Overview
- Owner: Government of Western Australia
- Locale: Mid West, Western Australia
- Termini: Glenfield; Yuna;

Service
- Operator(s): Western Australian Government Railways

History
- Commenced: 1909
- Opened: 3 May 1912
- Closed: 29 April 1957

Technical
- Line length: 61 km (38 mi)
- Track gauge: 1,067 mm (3 ft 6 in)
- Upper Chapman Valley railway lineMain locations 30km 19miles3 Yuna2 Naraling1 Wokarina

= Upper Chapman Valley railway line =

Railway line in Western Australia

The Upper Chapman Valley railway line was a 61 km long Western Australian Government Railways operated railway line in the Mid West region of Western Australia, connecting Wokarina, a siding on the Northampton railway line at Glenfield, to Yuna.

The railway line, also referred to as the Wokarina to Yuna railway line or Geraldton to Yuna railway line, opened in its first section to Naraling in 1910 and its full extension to Yuna two years later. An extension to Dartmoor, which would have more than doubled the line's length, was authorised in 1933 but never constructed. In 1960, the railway line, alongside twelve others in the state, was officially closed.

==History==
The Northampton railway line, officially opened in July 1879, was the first government railway line to be built in Western Australia.

The Upper Chapman Railway Act 1909, an act by the Parliament of Western Australia granted assent on 16 January 1909, authorised the construction of the section of the Upper Chapman Valley railway line from Glenfield to Naraling. The contract to construct this 42 km section of railway was awarded to Rennie & Hill on 27 August 1909 and the railway line was officially opened on 1 October 1910.

The Naraling–Yuna Railway Act 1911, assented to on 16 February 1911, authorised the construction of the extension of the railway line from Naraling to Yuna. The contract for the 19 km Naraling to Yuna section was awarded to the Western Australian Public Works Department on 30 June 1911 and the railway line opened on 3 May 1912.

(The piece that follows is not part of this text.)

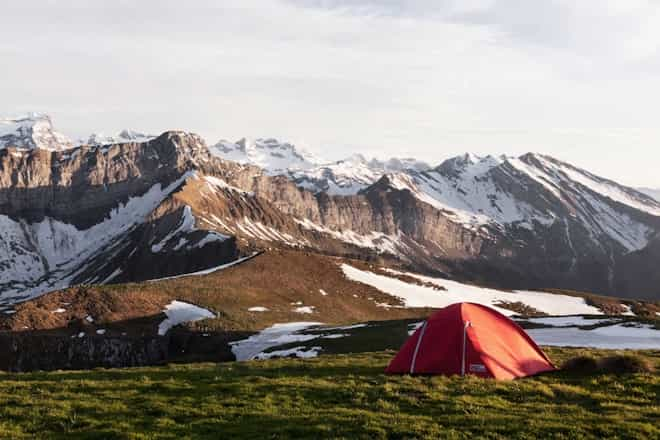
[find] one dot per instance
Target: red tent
(467, 338)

The Yuna–Dartmoor Railway Act 1933, assented to on 24 November 1933, authorised an extension of the railway line from Yuna to Dartmoor. This 82 km section was surveyed but never constructed. Even when authorised, this line was not without opposition in parliament but the area was not considered suitable for road transport at the time and the new line was thought to be beneficial for 300 farms in the area. The Yuna to Dartmoor extension was not constructed because of difficult conditions during the Great Depression. By 1936, unconstructed but approved railway lines like the Dartmoor extension and the Southern Cross Southwards Railway were deferred, with the possibility of constructing them if improved conditions warranted it. The two railway lines had received little funding in the previous year, sufficient only to cover preliminary work and survey expenses.

Alternative extension proposals for the Yuna line existed throughout its history. Before the never-constructed Dartmoor extension was decided on, in the late 1920s, a connection from Yuna to Mullewa in the south-east, and a separate extension via Dartmoor to Ajana. Both proposals were still discussed in the 1940s.

In 1954, the state government of Western Australia had compiled a list of loss-making railway operations, of which the Wokarina to Yuna line was one, having had a total expenditure of almost four times its earnings in the financial year to June 1953, £A 29,593 expenditure versus earnings of £A 9,512. Figures for the Wokarina to Ajana section on the Northampton line were even worse, with this line having made a loss of £A 47,790.

Original rail services on the line consisted of two mixed passenger and freight trains per week, operated with steam engines. From 1938, these were replaced by the diesel-electric Governor class, which improved services. By the 1950s, improved road transport resulted in a decline in the need to rail services and just one return train to Geraldton per week operated on Fridays. The last service on the line operated on 29 April 1957.

The Railways (Cue-Big Bell and other Railways) Discontinuance Act 1960, assented to on 12 December 1960, authorised the official closure of 13 railway lines in Western Australia, among them the Upper Chapman Valley railway. The same act also officially closed the Northampton railway line. The railway line and sleepers were removed the following year, in 1961.

==Legacy==
The Shire of Chapman Valley lists the entire Upper Chapman Valley railway line on its heritage register, which also includes the Nanson railway siding and railway bridge, the sites of Nabawa and Yetna sidings and the Whelarra dam.